À trois mois du premier tour, les Tonnerrois s’affichent partagés entre espoirs et impression de réchauffé. "Je n’y crois pas trop", commence Brigitte derrière son bar. Originaire de Troyes (Aube), elle tient le Balto depuis une quinzaine d’années. "Combien de fois on a entendu que telle ou telle usine allait se réinstaller?? Combien de fois?? Moi je vois rien venir", lance-t-elle aux habitués venus boire le café en ce matin d’hiver. "Les usines, ça fait un moment qu’on l’entend mais non je pense pas, il y a bien une zone mais il n’y a rien qui arrive", renchérit Alain.
La "zone" qu’il mentionne, c’est Actipôle, un parc d’activité de 20 hectares, créé en 2008 à la sortie de la ville par la communauté de communes et censé accueillir des entreprises. Un projet de centrale biomasse devait y voir le jour avec une centaine d’emplois à la clé.
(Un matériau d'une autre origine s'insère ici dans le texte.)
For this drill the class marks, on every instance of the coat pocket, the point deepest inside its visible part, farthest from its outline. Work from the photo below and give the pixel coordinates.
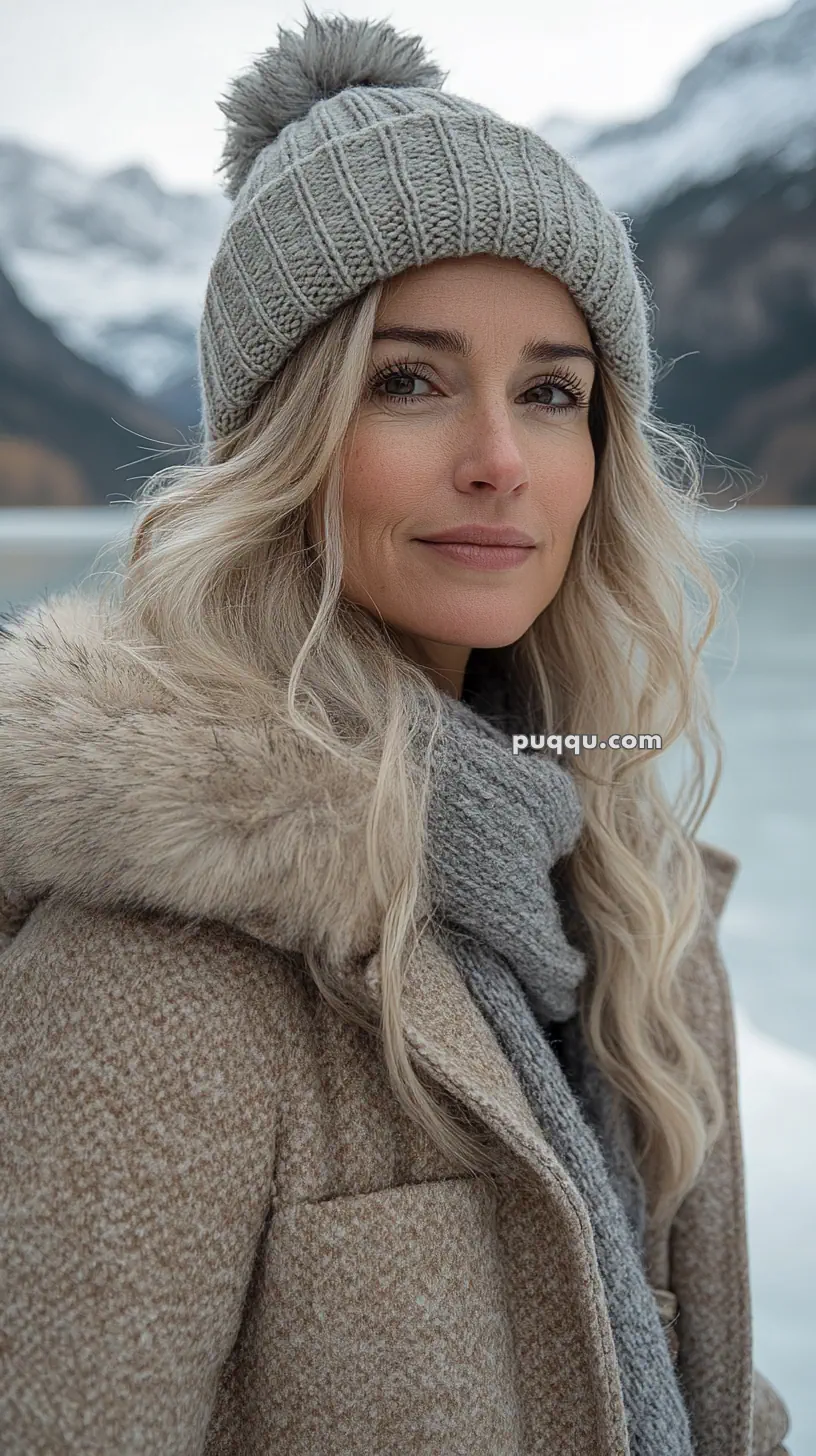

Des contestations liées à des questions environnementales ont découragé l’investisseur. Aujourd’hui, la zone est toujours vide. Des porteurs de projets se seraient manifestés récemment. Rien n’est acté. "La plus grosse problématique, c’est le recrutement, on n’a pas de main-d’œuvre qualifiée", regrette Régis Lhomme, élu chargé du développement économique à la communauté de communes, estimant néanmoins que "les choses commencent à bouger depuis un an" sur le secteur.

Créée en 2008, la zone d’activité censée accueillir des entreprises est toujours vide.
Une posture "proactive" pour faire venir des entreprises
"Ce serait à souhaiter que les entreprises reviennent", juge Bernadette, propriétaire d’une mercerie. "On n’a pas besoin d’avoir des grosses usines, plutôt que d’en avoir une à 1.500 personnes, cinq à 200 ce serait pas mal. On a quand même cette zone sous-exploitée. Mais est-ce que les gens sont prêts à revenir??"
"Je ne crois pas que ces relocalisations tomberont du ciel, il y a une concurrence au sein du territoire donc il va falloir aller chercher ces entreprises", considère Cédric Clech, élu maire de Tonnerre en 2020. Plus que les candidats à la présidentielle, c’est lui qui concentre les espoirs. Producteur à Paris, il aspire à redynamiser sa ville et améliorer son image. "J’entends l’attente des habitants, ça me met une pression de dingue, je ne suis pas magicien, mais j’essaie d’être dans une approche où tout est possible."
L’édile défend une posture "proactive" pour convaincre des "petites unités de production" de s’installer, à la faveur d’un foncier peu onéreux. "Ça ne sert à rien d’aller chercher des entreprises qui pourraient embaucher massivement comme Amazon car elles sont fortement subventionnées. Le jour où le modèle économique n’est plus là, elles repartent."
https://www.lyonne.fr/auxerre-89000/act ... _14074940/ Au Pavillon bleu, Christian a, lui aussi, connu l’époque des fermetures et des départs à la pelle. Il garde espoir. "Ce serait bien pour Tonnerre toutes ces relocalisations, j’ai envie d’y croire." Le bar-tabac situé au pied des tours voit défiler toute la journée les habitants du quartier des Prés Hauts. Anis a grandi là, à quelques mètres. Mais à 22 ans, il voit son avenir ailleurs. "Pour les jeunes, au niveau du cadre de vie il n’y a rien. Le soir on fait quoi ?? On va au McDo ?? Même si on me propose un boulot ici, je partirai", tranche-t-il.
Le renouveau de Tonnerre passera aussi par "une offre de vie sociale", le maire le sait. D’autant que la ville accueille depuis peu une école formant notamment aux métiers du jeu vidéo. Des nouveaux habitants plus que bienvenus pour le territoire qui tente de jouer à fond la carte du numérique. "C’est ce qui pourrait permettre de se démarquer", selon Lucas Lacroix, au Centre de développement économique du Tonnerrois. "Il y a deux ans, Tonnerre était au plus bas, mais avec la démocratisation du télétravail, il y a des néoruraux qui viennent s’installer." Des citadins venus se mettre au vert* qui pourraient, aussi, permettre ce rebond tant attendu.